My Productivity Stack
After years of trying different tools, Ive settled on a stack that works. The key insight: fewer tools, used consistently, beats many tools used sporadically.
Development
VS Code
My editor of choice. Key extensions:
- GitHub Copilot - AI pair programming
- Prettier - Code formatting
- ESLint - Catching errors early
- GitLens - Understanding code history
Terminal
- iTerm2 with Oh My Zsh
- tmux for session management
- Custom aliases for common commands
Version Control
- Git (obviously)
- GitHub for hosting and collaboration
- gh CLI for GitHub operations without leaving terminal
Writing and Notes
Obsidian
All my notes live in Obsidian:
- Markdown-based (future-proof)
- Local-first (I own my data)
- Linking between notes (builds a knowledge graph)

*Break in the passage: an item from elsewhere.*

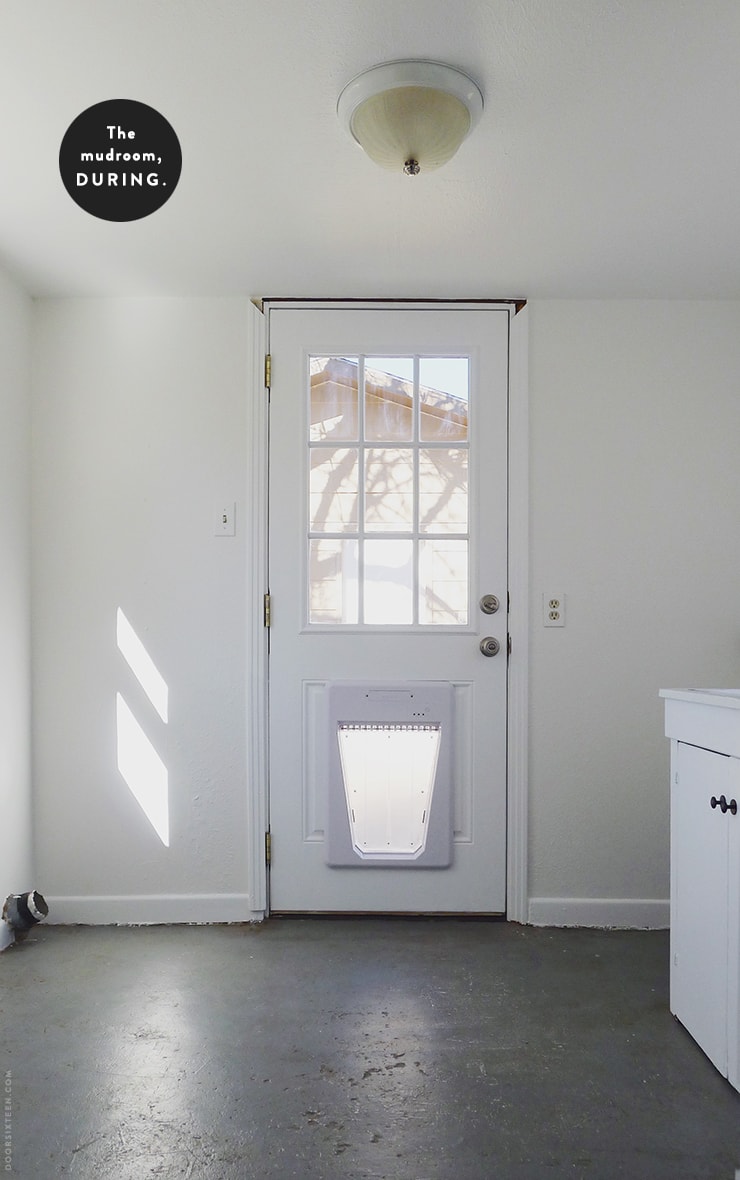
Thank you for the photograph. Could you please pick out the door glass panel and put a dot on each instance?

- Daily notes for journaling
Notion
For structured information:
- Project documentation
- Content calendars
- Shared resources
Task Management
Todoist
Simple and reliable:
- Quick capture from anywhere
- Natural language input ("call mom tomorrow at 5pm")
- Projects and labels for organization
Calendar Blocking
Every significant task gets a calendar block. If its not on the calendar, it might not happen.
Communication
Slack
For team communication, with strict rules:
- Notifications off except for mentions
- Scheduled check times (not constant monitoring)
- Status updates to show availability
Processed in batches, not continuously:
- Morning: Review and respond
- Afternoon: Follow up
- Evening: Quick scan for urgent items
Focus
Focus Mode (macOS)
Scheduled focus modes that:
- Block notifications
- Hide notification badges
- Allow only essential apps
Music
Lo-fi beats or ambient sounds while working. No lyrics - they interfere with thinking.
The Meta-Principle
Tools should reduce friction, not add it. If a tool requires more effort than the problem it solves, its not worth using.
Questions I ask before adopting a new tool:
- What specific problem does this solve?
- Can an existing tool do this?
- Is the learning curve worth the benefit?
- Will I actually use this in 6 months?
Your Stack
The best productivity system is one you actually use. My stack works for me - yours might look completely different.
What tools are essential in your workflow?